Вы, несомненно, к этому времени уже догадались, как выглядела Джейн — прямой нос, тяжелая челюсть, характерные высокие скулы, столь знакомые по сотням императорских портретов. И мне не нужно вам говорить, что ее фамилия, та, что записана у нее в паспорте, звучит как «Габсбург».
— Ого, — сказала Джейн. — Подумать только!
Мир, который было остановился, двинулся вновь.
Начало движения подразумевает начало существования. Может быть, это всего лишь дешевый лингвистико-философический трюк, но мы все же повторим это, чтобы позволить истинной значительности момента пройти поглубже. Мир двинулся вновь.
Разумеется, никто не заметил этого, не считая нескольких нью-йоркских биржевых воротил, которые внезапно осознали, что продали все за три минуты до колоссальнейшего подъема, какой когда-либо испытывал мировой рынок. К тому времени когда биржевые цены перестали подниматься и, беспомощно поколебавшись, попросту перестали существовать, они уже прикрепили к своим стульям заявления об уходе с должности и находились на пути в Висконсин, чтобы начать там новую жизнь, занявшись плетением рафии[49]. Они так никогда и не узнали, как правы в конечном счете они были.
Начало движения подразумевает начало существования. За какие-то десять минут вещи стали совершенно другими. Солнце двигалось по небу своим неизменным курсом. Трава росла. Дождь падал. Время тикало, тяготение тянуло, история сгущалась, приливы вздымались и падали, мужчины и женщины спотыкались и блуждали, ощупью находя свой путь в темной посудной лавке человеческого существования. На стене Платоновой пещеры, никем не замеченное, появилось новое объявление, в котором последнего выходящего человека просили гасить за собой свет; но его появление не было замечено лишь потому, что, так или иначе, оно было там все время.
То, в чем вещи стали другими, заключалось в том, что они делали все это сами по себе. Никто не управлял ими. Это просто… происходило.
(«Эй, — сказал Гангер в глубине Джейновой головы, — ты не можешь этого сделать. Прекрати немедленно».

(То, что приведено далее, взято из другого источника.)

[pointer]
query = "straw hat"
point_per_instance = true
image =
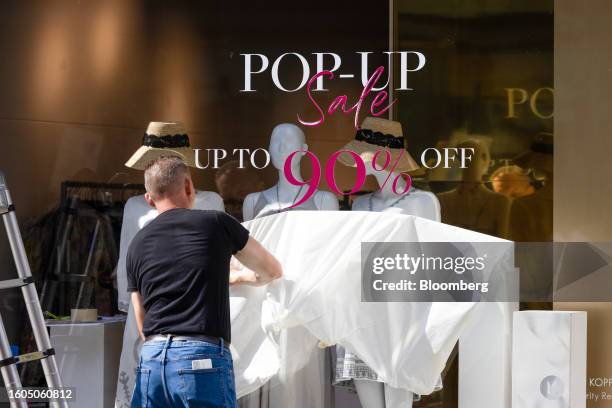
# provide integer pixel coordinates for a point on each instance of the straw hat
(379, 134)
(162, 138)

«Почему это? Я же Императрица, разве не так? Я могу делать все, что мне, черт побери, вздумается».
Гангер взвыл, поскольку его пальцы начали терять свою хватку на выступающем уступе подсознания, в который он отчаянно вцепился.
«Но это не будет работать! — заорал он. — Должен быть кто-то, кто будет управлять вещами, иначе они не станут работать. Не могут же они управляться сами по себе!»
«Разве не могут? Ну, мы это скоро выясним».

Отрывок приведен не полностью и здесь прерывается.